Goodness, Readers, clearly Bug Woman needs to head to Australia to check out the invertebrates, because this chunky stick insect is thought to be the heaviest insect in the country, weighing in at 44 grams, about as much as a golf ball. It can grow to about 40 cms long, and even has wings, though it’s thought that these are probably used to help the insect glide downwards rather than do anything more spectacular. Which is probably just as well, as being clunked on the head by a massive stick insect is probably one of the more colourful ways to get concussion.

You may wonder how such a huge insect has evaded scientists until this year, but the Highlands Giant Acrophylla is extremely well camouflaged, as you can see, and also lives in the Wet Rainforests of Queensland, described by New Scientist as ‘a true wilderness’ (and long may it remain so). Also, the insect is a canopy dweller, hanging around up to 60 metres above the ground, and it also lives only at altitudes above 900 metres. Scientists currently have no way of knowing how rare or common the insect is, because it’s so hard to survey the region.

This stick insect does remind me of one that I found in Cameroon though…I still have no idea of the species, but the finding of the Australian stick insect has made me want to find out more about this creature. iNaturalist has a stick insect group, so maybe I’ll wander over there….

Startling as they are, it’s worth remembering that stick insects are all harmless plant eaters, just trying to pass themselves off as leaves or sticks in the hope of being left alone. And furthermore (she says in a whisper) there are three wild stick insect species in the UK, in frost-free parts of Cornwall, Devon and Dorset. All of them are species from New Zealand, and are thought to have arrived as eggs in imported tree ferns – stick insects simply drop their eggs rather than laying them with any thought or consideration, slatterns that they are, and the eggs hid away in the crevices of the plants until they hatched and tiny stick insects emerged.

Once here, they set about making themselves at home and, as females are parthenogenic (can lay fertile eggs without needing a male) the populations have increased to a reasonable size, though there is no indication that they have caused any problems to plants. It was thought that all the insects in the UK were female, but then a lone male was discovered in 2018. Some of these populations have been here a very long time: the Prickly Stick Insect was discovered in Tresco Abbey Gardens in Cornwall in 1909, and the Smooth Stick insect in 1949, while the final arrival, the Unarmed Stick Insect (a name which begs a number of questions) was first seen, in Truro, in 1979. So it appears that Cornwall is the stick insect capital of the UK. Whether the insects will wander further as the climate warms is anybody’s guess.

Personally, I’m awaiting the arrival of the Praying Mantis, and possibly the Ant Lion. It’s only a matter of time….

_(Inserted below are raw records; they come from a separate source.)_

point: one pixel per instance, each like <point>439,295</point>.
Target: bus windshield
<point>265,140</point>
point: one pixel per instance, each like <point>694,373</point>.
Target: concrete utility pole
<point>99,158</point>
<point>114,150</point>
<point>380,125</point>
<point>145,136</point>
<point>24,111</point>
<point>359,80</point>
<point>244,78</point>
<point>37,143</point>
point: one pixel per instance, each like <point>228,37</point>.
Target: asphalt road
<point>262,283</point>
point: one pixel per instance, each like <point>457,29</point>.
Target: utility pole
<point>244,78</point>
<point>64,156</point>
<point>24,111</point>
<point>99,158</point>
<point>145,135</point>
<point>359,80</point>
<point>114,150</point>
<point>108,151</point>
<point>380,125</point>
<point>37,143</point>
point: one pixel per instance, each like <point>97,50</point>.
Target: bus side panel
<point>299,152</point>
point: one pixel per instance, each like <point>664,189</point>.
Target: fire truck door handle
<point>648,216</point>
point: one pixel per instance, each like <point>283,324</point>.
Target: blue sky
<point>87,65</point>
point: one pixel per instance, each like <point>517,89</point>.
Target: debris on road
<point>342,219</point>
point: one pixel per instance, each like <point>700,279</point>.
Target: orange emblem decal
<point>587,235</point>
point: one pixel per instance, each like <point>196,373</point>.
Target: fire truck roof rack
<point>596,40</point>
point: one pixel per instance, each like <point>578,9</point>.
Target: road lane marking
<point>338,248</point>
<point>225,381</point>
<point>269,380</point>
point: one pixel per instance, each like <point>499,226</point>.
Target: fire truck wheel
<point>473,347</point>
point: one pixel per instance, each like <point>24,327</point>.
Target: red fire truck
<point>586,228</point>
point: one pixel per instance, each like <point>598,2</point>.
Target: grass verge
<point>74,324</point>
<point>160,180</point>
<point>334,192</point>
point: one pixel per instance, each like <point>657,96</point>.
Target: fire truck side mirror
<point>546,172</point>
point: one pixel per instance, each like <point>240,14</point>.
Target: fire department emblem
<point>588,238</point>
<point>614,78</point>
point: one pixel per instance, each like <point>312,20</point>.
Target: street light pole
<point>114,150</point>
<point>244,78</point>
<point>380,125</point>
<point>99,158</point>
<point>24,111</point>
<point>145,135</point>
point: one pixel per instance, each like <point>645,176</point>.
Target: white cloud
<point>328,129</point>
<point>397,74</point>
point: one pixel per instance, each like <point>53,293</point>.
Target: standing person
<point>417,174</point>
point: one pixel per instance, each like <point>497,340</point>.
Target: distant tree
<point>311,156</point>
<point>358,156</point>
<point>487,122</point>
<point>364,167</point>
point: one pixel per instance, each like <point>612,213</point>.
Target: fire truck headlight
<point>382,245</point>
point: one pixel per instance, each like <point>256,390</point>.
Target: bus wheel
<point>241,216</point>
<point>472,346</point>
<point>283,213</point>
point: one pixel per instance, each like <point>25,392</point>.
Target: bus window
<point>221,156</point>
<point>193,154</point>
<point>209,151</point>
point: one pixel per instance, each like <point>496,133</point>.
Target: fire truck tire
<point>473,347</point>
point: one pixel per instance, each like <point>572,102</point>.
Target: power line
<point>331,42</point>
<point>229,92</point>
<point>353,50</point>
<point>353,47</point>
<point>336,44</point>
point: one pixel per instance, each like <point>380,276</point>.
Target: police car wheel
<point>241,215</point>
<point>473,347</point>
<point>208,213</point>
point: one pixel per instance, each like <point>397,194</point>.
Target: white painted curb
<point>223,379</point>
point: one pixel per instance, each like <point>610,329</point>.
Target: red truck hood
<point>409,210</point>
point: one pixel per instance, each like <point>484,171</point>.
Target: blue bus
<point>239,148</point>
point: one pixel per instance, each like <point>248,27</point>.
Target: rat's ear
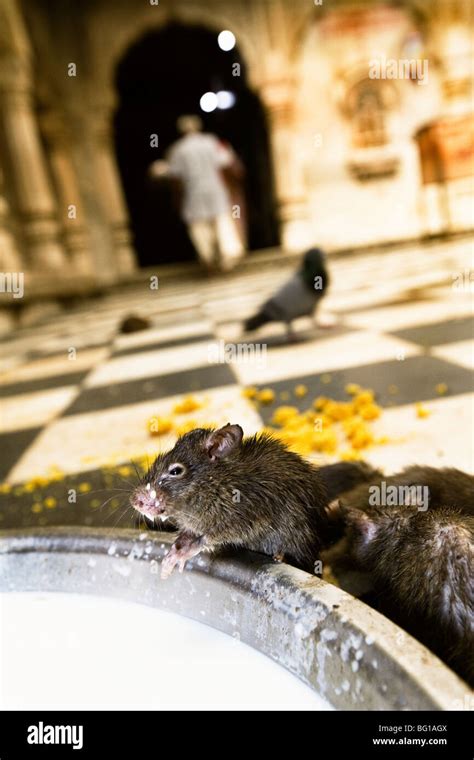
<point>334,510</point>
<point>220,443</point>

Unarmed Stick Insect (Acanthoxyla inermis) Photo by By jacog – https://www.inaturalist.org/photos/35254511, CC0, https://commons.wikimedia.org/w/index.php?curid=78595029

5 thoughts on “Heavyweight Stick Insect Found in Australia

  1. Alittlebitoutoffocus

    Here’s a thought… If the females can lay fertilised eggs without a male, what’s the ‘point’ of the male at all? (I dare say my wife has uttered that to herself several times! 🤔)

    Reply
    1. Bug Woman Post author

      Interesting, but! Without sexual reproduction, all the offspring are clones. Sexual reproduction introduces genetic diversity, which gives you offspring with a range of characteristics, so if, say, there’s a drought, some of the offspring will be better adapted than others, and more able to survive. Some organisms have the ability to reproduce both asexually and sexually, and will sometimes ‘switch’ to sexual reproduction at times of environmental stress.

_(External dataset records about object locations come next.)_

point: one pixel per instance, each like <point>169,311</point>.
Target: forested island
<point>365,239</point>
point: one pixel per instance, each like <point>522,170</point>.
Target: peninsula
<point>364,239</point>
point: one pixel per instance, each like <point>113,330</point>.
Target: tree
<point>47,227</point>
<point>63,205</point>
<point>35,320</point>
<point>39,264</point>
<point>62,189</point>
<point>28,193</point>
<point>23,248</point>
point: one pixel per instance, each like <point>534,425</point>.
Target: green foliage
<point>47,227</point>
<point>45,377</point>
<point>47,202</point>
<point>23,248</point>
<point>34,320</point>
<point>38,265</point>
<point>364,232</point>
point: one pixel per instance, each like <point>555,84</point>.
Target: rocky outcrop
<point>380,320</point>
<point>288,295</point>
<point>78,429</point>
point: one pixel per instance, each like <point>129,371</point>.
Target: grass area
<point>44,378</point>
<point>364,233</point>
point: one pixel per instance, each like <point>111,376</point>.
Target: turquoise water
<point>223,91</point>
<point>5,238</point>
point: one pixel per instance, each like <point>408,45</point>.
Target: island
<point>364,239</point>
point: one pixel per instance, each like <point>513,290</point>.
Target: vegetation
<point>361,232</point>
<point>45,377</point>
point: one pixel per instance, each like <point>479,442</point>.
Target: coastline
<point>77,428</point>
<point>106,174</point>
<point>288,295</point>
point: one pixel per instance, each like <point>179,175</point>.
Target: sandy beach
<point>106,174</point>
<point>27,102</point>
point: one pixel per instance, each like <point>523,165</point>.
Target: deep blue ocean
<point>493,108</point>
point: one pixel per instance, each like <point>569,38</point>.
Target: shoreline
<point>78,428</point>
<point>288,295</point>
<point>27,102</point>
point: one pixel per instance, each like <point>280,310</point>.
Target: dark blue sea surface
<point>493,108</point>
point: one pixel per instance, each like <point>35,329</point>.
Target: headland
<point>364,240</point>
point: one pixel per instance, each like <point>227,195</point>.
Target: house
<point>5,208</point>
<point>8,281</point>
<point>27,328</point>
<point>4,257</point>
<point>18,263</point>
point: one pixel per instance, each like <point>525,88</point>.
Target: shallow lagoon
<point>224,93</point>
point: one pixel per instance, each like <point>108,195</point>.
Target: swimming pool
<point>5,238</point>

      Aren’t you glad you asked 🙂

      Reply
  2. Celia Savage

    Oh my word, but I’ve just found out that I live in the stick insect capital of the UK, but I shouldn’t be surprised. One hot afternoon a few years ago, my husband, having had a shower, appeared in his towelling robe, towel around his neck, and wearing a stick insect on his head. Not exactly wearing, as he didnt’t know it was there. The shower room window is close to a hedge, and the insect must have come in and lurked in the towel. Nice and snug. We rescued the insect and put it in a nearby myrtle tree, hoping it would like it.